About the same time, I got my first RF spectrum analyzer, a used boat anchor, from an eBay seller. This was a useful test. I used a small antenna to probe the room background noise and signals at 413Mhz, the frequency that remote extenders use.
I discovered to my horror that my beloved Tact 2.0 Room Correction Preamp is for some reason pumping out as much noise at 413Mhz as the remote extenders produce signal at that frequency. So obviously no remote extenders are going to work in the vicinity of the Tact. And I have two Tact's, one in the living room and another in the bedroom. (Somehow the one in the bedroom doesn't seem to interfere with remote extenders.)
So, obviously remote extenders aren't going to work in the vicinity of the Tact, which is located very close to the Sony tuner. I tried putting the receiver in nearby locations and using the 6 foot extension wire that comes with them with an LED at the end. That way I could locate the receiver as much as 6 feet away from the tuner (and the nearby Tact).
Well, it seemed to work. Several times I got it working by finding some clever location for the receiver where it didn't get as much interference from the Tact. I tended to get it working in the night time when I do most of my listening. Then I tended to discover that it didn't work in the morning. I still don't quite understand why it doesn't work in the morning. Obviously there is more radio frequency interference in the morning. But where is it coming from? Is there some way I can block it?
Finally I got really fed up with this approach when the clever receiver locations I found at night didn't work on the following night. It was almost OK if it didn't work during the day. But not working on some nights was not acceptable and before long it seemed not to be working on any nights.
About this time I also tried a bunch of different brands of wireless remote control extenders. I found they are all very similar, with similar sensitivity. Actually at first I thought one new brand was better. Then I found it was worse.
Ultimately, to make this reliable, I decided to make my own extension wire with an LED at the end. I made it long enough so that I could plug it into the known working receiver in the Kitchen. That took 50 feet of wire, and conveniently I had a 50 foot roll of cheap 18 gauge speaker wire. The hardest part of this was running a wire through the kitchen doorway. I ran the wire up and around the doorway as inconspicuously as possible (but you can imagine my non-WAF house already) using AV staples (one of the most useful things to have).
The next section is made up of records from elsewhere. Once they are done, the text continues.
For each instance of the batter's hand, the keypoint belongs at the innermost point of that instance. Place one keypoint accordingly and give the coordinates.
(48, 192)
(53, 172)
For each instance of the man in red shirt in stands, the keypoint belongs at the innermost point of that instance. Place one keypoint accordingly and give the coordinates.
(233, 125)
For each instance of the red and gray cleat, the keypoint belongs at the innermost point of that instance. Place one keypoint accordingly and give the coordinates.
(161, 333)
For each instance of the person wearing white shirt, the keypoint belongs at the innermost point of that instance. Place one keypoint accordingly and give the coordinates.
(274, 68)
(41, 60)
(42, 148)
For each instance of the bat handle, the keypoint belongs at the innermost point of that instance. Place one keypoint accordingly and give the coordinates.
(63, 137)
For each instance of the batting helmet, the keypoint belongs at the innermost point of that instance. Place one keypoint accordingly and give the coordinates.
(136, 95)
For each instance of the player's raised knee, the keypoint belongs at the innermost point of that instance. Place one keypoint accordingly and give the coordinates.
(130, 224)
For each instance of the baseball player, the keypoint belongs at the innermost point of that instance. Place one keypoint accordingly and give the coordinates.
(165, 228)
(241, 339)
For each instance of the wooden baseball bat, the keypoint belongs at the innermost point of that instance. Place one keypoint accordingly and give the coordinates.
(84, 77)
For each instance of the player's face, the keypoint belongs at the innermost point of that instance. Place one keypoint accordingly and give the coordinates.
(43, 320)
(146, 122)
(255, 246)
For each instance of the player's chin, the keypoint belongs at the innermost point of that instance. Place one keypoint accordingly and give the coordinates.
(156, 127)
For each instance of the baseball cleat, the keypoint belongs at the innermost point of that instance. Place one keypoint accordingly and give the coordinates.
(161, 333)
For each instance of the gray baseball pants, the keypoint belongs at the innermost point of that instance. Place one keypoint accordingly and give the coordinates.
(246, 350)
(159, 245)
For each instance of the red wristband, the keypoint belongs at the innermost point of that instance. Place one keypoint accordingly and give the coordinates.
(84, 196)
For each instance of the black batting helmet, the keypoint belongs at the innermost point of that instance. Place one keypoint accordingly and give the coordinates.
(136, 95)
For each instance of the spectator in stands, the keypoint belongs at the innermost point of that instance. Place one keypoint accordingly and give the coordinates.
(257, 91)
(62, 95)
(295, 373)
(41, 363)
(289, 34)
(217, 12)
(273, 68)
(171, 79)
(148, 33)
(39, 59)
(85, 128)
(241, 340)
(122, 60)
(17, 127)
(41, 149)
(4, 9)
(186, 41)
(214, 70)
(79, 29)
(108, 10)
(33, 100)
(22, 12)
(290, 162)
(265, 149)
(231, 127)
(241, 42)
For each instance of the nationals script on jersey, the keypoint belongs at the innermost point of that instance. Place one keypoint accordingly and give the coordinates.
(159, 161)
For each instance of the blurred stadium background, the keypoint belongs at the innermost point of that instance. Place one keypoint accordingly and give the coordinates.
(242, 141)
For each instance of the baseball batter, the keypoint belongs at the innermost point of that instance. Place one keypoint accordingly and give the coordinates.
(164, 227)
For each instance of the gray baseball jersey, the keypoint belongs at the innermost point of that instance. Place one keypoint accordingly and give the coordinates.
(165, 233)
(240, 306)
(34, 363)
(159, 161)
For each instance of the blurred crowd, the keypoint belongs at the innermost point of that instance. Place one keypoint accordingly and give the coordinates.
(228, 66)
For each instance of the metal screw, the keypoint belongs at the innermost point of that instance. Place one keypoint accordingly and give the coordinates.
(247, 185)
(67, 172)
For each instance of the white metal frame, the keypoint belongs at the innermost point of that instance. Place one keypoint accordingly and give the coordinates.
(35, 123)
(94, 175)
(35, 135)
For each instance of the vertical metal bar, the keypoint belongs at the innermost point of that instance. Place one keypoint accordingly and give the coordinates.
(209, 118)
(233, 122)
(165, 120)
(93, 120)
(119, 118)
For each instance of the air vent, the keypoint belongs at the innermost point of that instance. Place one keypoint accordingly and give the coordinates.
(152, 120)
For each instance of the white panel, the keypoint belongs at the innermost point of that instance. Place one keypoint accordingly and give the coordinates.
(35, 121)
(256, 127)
Then I discovered that while the receiver in the Kitchen continued to receive signals from the transmitter in the bedroom, it would not simultaneously send them down my new wire and control the components in the kitchen. Either plugging in the wire switched off the internal LED's, or it simply soaked up so much power that the internal LED's were no longer bright enough.
So I had to put a second receiver in the kitchen just to power the 50 foot extension wire with LED going into the kitchen, and leave the first receiver, which controls my kitchen video components, untouched.
Then while all this seemed to be working for awhile, eventually it wasn't working any more again. I tried moving the receiver in the kitchen around a bit, putting it in different locations to see if it could pick up the bedroom signal better. This sometimes seemed to work, but only for awhile.
Finally I decided something even more radical was required. I would need to take either the transmitter or receiver apart to see if I could somehow juice them up a bit. I had read stories online about other people doing it. It sounded like something I could do, I even have equipment to test that my modifications are working properly.